После этих слов я смутился и, не выдержав его взгляда отвел глаза в сторону. В моих мыслях словно наяву, сразу возникла моя сожительница Оксана, как сейчас стало модно говорить гражданская жена, а по сути фиктивная, т.е. опять та же самая сожительница, хоть и неблагозвучно звучит, но зато по совести. Она сообщила мне на днях пренеприятнейшее известие личного плана. В общем, сообщила мне Оксана, что вновь беременна. Честно признаться меня эта новость изрядно смутила, и я не знал, как на нее реагировать.

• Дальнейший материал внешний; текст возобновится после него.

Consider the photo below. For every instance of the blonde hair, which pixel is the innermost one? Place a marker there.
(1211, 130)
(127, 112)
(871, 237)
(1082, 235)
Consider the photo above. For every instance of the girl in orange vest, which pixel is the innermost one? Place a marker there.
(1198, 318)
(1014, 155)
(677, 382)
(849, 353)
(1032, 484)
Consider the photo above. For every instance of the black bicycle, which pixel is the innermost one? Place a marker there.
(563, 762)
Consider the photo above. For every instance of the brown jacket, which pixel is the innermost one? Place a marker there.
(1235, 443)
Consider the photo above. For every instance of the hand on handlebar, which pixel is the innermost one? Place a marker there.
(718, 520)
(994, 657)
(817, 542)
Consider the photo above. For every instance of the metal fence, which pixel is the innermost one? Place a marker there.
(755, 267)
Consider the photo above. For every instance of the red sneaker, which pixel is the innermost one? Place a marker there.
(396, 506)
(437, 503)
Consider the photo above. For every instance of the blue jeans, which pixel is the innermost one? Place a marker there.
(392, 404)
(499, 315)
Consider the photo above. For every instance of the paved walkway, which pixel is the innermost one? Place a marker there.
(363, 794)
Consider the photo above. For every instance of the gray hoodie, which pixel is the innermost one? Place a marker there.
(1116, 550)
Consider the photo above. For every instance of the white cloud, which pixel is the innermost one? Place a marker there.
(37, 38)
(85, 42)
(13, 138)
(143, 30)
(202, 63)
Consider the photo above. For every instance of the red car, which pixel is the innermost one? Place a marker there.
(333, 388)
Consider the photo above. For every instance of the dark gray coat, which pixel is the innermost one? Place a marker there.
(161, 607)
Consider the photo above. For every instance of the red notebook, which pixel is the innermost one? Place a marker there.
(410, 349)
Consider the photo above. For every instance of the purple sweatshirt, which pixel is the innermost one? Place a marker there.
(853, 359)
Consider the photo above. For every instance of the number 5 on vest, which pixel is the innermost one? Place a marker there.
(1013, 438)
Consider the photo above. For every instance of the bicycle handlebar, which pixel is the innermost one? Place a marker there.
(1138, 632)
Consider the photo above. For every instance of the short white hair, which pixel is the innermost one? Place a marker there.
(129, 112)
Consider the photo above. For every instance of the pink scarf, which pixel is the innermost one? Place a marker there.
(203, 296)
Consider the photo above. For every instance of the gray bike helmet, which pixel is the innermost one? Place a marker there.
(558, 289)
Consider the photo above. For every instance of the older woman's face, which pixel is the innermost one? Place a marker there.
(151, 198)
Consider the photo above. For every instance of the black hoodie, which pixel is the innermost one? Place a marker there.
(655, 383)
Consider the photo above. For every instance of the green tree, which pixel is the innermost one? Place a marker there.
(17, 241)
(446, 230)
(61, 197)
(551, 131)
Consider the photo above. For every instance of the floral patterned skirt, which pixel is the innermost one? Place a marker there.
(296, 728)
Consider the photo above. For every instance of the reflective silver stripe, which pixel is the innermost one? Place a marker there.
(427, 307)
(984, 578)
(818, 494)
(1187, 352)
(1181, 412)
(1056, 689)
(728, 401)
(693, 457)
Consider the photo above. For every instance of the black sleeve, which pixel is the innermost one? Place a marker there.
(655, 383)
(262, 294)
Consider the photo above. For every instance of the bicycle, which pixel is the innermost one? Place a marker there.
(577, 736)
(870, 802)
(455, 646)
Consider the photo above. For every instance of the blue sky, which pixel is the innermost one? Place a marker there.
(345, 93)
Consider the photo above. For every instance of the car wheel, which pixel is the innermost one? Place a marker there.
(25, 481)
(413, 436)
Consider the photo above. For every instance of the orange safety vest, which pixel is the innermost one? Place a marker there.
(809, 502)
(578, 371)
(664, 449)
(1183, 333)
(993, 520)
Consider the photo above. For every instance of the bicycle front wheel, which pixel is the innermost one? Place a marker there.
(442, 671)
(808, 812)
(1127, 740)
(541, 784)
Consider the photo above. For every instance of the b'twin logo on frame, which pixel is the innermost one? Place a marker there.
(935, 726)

Она совершенно выбила меня из повседневной колеи, жизненной размеренности и такой удобной и привычной ежедневной суеты. У меня было такое чувство, что кто-то с небес свалил на меня неразрешимую проблему. Как-то вновь некстати, не вовремя и неожиданно это случилось. На работе проблемы, финансовый кризис(в 2008 он уже вынудил нас отказаться от ребенка, прервав беременность Оксаны), тут еще опять на Россию с санкциями напали и вот она вновь, т.е. Оксана, словно специально, совсем некстати беременеет. И мы опять думаем, что нужно повременить с ребенком и тут этот дед, со своей неудобной хфилософией. Странный старичок! Я уже стал задумываться, а ни экстрасенс ли он? Сидит напротив меня и смотрит так, словно за самую душу хватает и начинает там свои порядки наводить, и ковыряет, ковыряет, ковыряет, и говорит, говорит, говорит. А голос становится все крепче и крепче, гремит словно раскаты грома. И вот он уже вновь на моих глазах превращается из ветхого старичка в ветхозаветного пророка.

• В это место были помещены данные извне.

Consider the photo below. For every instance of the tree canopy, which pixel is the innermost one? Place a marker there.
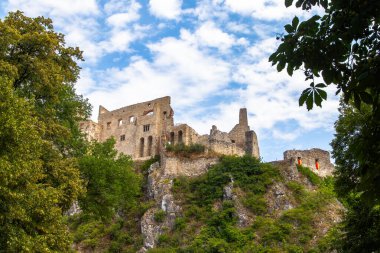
(342, 47)
(39, 135)
(111, 182)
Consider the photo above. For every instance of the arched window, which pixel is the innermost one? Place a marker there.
(141, 147)
(150, 144)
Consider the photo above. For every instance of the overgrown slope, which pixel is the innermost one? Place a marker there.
(239, 205)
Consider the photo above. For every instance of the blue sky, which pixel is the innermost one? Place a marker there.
(210, 56)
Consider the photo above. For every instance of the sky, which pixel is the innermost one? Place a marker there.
(210, 56)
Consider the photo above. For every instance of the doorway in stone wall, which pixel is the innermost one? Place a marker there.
(141, 147)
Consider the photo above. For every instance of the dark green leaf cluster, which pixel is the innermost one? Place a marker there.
(185, 150)
(356, 150)
(39, 135)
(342, 47)
(111, 182)
(209, 222)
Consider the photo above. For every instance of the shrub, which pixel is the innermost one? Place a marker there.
(185, 150)
(313, 178)
(159, 216)
(179, 224)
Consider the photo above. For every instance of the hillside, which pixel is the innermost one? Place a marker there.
(206, 204)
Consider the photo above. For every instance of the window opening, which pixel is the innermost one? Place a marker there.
(317, 164)
(180, 136)
(150, 144)
(299, 160)
(171, 138)
(146, 128)
(141, 147)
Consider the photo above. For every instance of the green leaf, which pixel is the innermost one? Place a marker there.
(327, 76)
(288, 3)
(295, 22)
(309, 102)
(289, 28)
(357, 100)
(322, 93)
(280, 66)
(272, 57)
(317, 99)
(366, 98)
(303, 96)
(289, 69)
(321, 85)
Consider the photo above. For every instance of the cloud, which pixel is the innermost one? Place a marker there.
(124, 14)
(264, 9)
(167, 9)
(209, 35)
(57, 8)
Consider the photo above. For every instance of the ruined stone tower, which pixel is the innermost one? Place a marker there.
(141, 131)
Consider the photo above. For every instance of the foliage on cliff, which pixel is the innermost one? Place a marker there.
(209, 222)
(114, 203)
(39, 136)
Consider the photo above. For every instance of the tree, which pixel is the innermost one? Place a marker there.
(358, 177)
(39, 135)
(342, 46)
(111, 182)
(43, 70)
(30, 219)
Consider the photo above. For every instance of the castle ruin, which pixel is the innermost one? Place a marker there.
(141, 131)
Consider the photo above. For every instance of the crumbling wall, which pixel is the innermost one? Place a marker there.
(225, 148)
(309, 157)
(142, 130)
(137, 128)
(181, 166)
(90, 129)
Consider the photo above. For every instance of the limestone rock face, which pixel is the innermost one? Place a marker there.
(279, 199)
(245, 217)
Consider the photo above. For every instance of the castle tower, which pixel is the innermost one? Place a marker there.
(243, 119)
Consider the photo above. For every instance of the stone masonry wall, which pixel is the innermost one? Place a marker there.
(309, 157)
(175, 166)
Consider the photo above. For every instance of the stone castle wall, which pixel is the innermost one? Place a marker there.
(309, 159)
(180, 166)
(142, 130)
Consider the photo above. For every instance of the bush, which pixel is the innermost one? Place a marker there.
(159, 216)
(185, 150)
(313, 178)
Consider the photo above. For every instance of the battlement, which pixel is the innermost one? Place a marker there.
(141, 130)
(316, 159)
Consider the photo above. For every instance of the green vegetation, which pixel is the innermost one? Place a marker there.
(185, 150)
(111, 183)
(209, 222)
(342, 47)
(39, 136)
(159, 216)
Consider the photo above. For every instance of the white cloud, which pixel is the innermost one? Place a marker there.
(56, 8)
(168, 9)
(264, 9)
(208, 34)
(121, 18)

–Знаю что сейчас творится! миллионы каждый год убиваются!!! Человек как скотина стал жить только ради своего удовольствия! Целью жизни объявили наслаждение – хочется детей родили, хочется – удавили! Детей стали убивать ради беззаботной жизни, чтобы стол побогаче был, да денег и времени на себя любимых побольше было! Ведь это пострашнее нацизма! – те другие народы за людей не считали, а щас собственных детей за людей не считают! Пошлет Бог дитя радоваться надо, а мать сходит к душегубу в белом халате, денег даст, он ее дитё пока он или она в чреве ни кричать, ни помощи попросить не могут, возьмет да и удавит! – и дед от негодования хлопнул ладонью по своему колену. Одновременно с его хлопком небосвод содрогнулся от оглушительного раската грома, да бабахнуло так, что я пригнулся. Земля под ногами заходила ходуном, мне даже показалось, что эта вибрация передалась листве дуба, она затрепетала, словно на нее подул легкий ветерок.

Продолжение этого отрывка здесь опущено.